Promising results from a new combination therapy
The team showed that mice given RG-7112 or o-vanillin had less pain and inflammation, fewer senescent cells in the IVDs, and improved bone quality and degeneration scores compared to control mice after just eight weeks of treatment. Importantly, the effect was heightened when the drugs were given in combination. “That’s the most important finding, I would say, of the grant: that we could reduce back pain in these animals after a fairly short treatment period,” said Haglund.
She added that because IVDs have little nerve or blood vessel innervation, the team was unsure whether the drugs would reach the senescent cells in the area. But o-vanillin and RG-7112’s efficacy through oral administration was a positive sign that they could do so. The team used RG-7112 in a lower dose, mitigating the side effects previously shown in cancer trials.
Challenges and the future of treatment for back pain
The team now wants to improve the pharmacokinetic profile of o-vanillin, which is cleared from the body rapidly. A longer half-life would give the drug more time to enter the IVD, said Haglund.
These promising results in mice will not necessarily translate to efficacy in humans. Back pain is a very heterogeneous condition. “We see people with degeneration of the spine quite commonly with no symptoms at all,” said Aidan Cashin, a pain researcher at Neuroscience Research Australia, who recently coauthored a massive metareview of available treatments for back pain and was not associated with the new study (6). Haglund agrees that targeting the correct back pain patients will be critical to future success for any RG-7112-o-vanillin combination treatment. She added that the field currently struggles to stratify patients. “I think it is one reason why a lot of treatment fails, because we're not picking the right patients to treat,” she concluded.
References
- Mannarino, M. et al. Senolytic treatment for low back pain. Sci Adv 11, eadr1719 (2025).

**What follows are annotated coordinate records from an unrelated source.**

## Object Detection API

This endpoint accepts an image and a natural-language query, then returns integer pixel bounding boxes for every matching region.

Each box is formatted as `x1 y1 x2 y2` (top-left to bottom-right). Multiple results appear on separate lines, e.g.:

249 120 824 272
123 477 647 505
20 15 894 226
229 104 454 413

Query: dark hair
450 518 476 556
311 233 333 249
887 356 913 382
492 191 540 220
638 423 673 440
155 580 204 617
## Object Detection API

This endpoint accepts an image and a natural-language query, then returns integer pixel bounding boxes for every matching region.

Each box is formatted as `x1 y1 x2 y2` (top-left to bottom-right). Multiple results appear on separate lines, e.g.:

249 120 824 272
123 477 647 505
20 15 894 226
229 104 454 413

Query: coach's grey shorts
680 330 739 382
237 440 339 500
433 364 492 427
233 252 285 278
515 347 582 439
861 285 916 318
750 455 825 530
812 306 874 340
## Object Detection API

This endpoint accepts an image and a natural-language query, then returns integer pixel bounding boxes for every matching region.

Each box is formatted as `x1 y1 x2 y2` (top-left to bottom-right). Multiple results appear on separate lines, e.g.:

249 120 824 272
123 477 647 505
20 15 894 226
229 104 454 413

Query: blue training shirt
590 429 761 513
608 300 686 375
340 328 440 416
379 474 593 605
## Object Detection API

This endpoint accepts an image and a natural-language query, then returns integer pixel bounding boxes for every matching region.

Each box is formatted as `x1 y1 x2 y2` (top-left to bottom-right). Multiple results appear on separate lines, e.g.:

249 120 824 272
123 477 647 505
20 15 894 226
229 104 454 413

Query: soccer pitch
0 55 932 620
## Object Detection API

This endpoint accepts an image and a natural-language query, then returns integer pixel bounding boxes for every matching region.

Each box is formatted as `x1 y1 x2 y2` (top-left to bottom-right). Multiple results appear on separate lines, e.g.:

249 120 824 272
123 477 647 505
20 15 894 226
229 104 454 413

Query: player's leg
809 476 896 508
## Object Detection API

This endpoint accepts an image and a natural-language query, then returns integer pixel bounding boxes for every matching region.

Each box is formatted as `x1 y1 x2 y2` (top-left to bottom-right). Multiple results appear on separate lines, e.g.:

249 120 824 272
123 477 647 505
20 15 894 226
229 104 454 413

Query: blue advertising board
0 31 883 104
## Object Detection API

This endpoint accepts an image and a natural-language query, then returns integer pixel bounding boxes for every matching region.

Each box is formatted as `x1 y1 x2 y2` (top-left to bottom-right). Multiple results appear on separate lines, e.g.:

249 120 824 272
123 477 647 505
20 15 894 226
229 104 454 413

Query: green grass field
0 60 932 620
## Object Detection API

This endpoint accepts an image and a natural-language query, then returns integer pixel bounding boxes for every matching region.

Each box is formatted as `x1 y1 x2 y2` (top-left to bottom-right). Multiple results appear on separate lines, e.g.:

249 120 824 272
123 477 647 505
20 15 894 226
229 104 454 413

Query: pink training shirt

- Huang, W. et al. Cellular senescence: the good, the bad and the unknown. Nat Rev Nephrol 18, 611-627 (2022).
- Veroutis, D. et al. Evaluation of senescent cells in intervertebral discs by lipofuscin staining. Mech Ageing Dev 199, 111564 (2021).
- Andreeff, M. et al. Results of the phase I trial of RG7112, a small-molecule MDM2 antagonist in leukemia. Clin Cancer Res22, 868-876 (2016).
- Cherif, H. et al. Senotherapeutic drugs for human intervertebral disc degeneration and low back pain. eLife9, e54693 (2020).
- Cashin, A.G. et al. Analgesic effects of non-surgical and non-interventional treatments for low back pain: a systematic review and meta-analysis of placebo-controlled randomised trials. BMJ Evid Based Med (2025).